From a business and organizational perspective, that’s an observability gap which has profound implications in the ways we spend our time, and effort. 

Improving one metric often degrades another

The second, and perhaps more significant issue with using a single metric to measure speed is that it often results in degraded performance without us realizing it. 

The easiest way to improve performance is to ship fewer bytes, and render less content overall. In reality, that’s not always a decision we can make for the business. So as we begin to try to improve performance, we often end up in situations where we’re able to improve a single metric but it either has no bearing on holistic performance, or it actually hurts it! 

Let’s take a look at a new diagram (depicted below):

Animated timeline showing a page loading four seconds, with the page becoming progressively more useful over the four seconds

Here we see that our page begins loading normally and at the 2 second mark we have our main content, and the page is interactive. At this point our users can perform their primary goal with the page (let’s say apply for a job for example). At the 3 second mark more content pops in, and finally a second later, all content is visible on the page. This is a common loading pattern for async, or client-side rendered applications (e.g., single page apps). 

Ideally, what we’d like to do is shift each of these frames to the left, improving the perceived performance of each step. However, if we were only measuring time to interactive, which occurs in frame 4, we would completely disregard the most important part of the page load which is “how quickly can we make the main content of our page visible and interactive (frame 2). Similarly, if we only measured LCP (which occurs in frame 2), we would be disregarding TTI, which is where all of the content is finally visible. 

In this example, we can see that no single metric captures the true performance of the page, but rather it’s a collection of metrics which help us understand the true perceived performance. 

Perceived performance is very dependent on how quickly the page loads, but perhaps more important, how it loads. 

Using a Composite Metric: LightHouse Explained

Finally, this brings us to the use of a “composite metric” which is a term used in statistics that simply means “a single measurement based on multiple metrics”. With a LightHouse score we’re able to derive a single score based on 5 data points, each which represent a different aspect of a page load. 

These data points are:

A table showing the different metrics in the composite LightHouse score, and how they're weighted

For brevity, we won’t go into detail on each data point you can read more about these page markers here. At a high level, industry experts have agreed upon these 5 markers and weighted them according to how much they contribute to a user perceiving a page as fast and responsive. 

As is hopefully evident based on the explanations above, the purpose of using these 5 data points is to best capture the holistic perceived performance. We weight LCP, total blocking time (TBT), and cumulative layout shift the highest because we believe these are the most important indicators of speed.

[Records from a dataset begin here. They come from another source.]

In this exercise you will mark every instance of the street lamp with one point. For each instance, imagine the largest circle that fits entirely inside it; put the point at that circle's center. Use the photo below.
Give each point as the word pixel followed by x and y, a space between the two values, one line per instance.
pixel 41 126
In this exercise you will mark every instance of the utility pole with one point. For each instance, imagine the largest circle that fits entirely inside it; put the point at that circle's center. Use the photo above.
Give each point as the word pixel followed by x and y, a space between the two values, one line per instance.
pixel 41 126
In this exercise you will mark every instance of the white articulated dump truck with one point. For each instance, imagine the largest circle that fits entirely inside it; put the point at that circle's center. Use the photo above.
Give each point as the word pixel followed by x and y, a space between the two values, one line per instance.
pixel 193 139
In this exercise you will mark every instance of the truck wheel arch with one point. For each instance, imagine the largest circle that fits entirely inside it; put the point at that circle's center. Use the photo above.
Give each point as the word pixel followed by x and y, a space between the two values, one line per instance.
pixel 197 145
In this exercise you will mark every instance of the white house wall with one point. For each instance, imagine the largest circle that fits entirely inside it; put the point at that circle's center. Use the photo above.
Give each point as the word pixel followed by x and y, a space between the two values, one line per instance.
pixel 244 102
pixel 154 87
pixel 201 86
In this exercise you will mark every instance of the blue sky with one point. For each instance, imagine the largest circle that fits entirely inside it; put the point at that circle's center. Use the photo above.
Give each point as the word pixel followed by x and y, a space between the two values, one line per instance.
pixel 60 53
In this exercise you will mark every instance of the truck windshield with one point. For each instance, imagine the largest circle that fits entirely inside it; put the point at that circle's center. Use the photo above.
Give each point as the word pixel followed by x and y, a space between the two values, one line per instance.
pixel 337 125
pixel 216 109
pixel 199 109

FCP and speedIndex are contributors but less significant overall. 

During each page load, we’re able to calculate all of these metrics and use an algorithm to determine a single score users who receive a score >= 90 are determined to be “fast and responsive”. Scores below 90 are in need of improvement.

Composite Metrics in Action

If we use the same page load diagram from above, we can imagine how using a composite metric allows us to fully capture performance for our users.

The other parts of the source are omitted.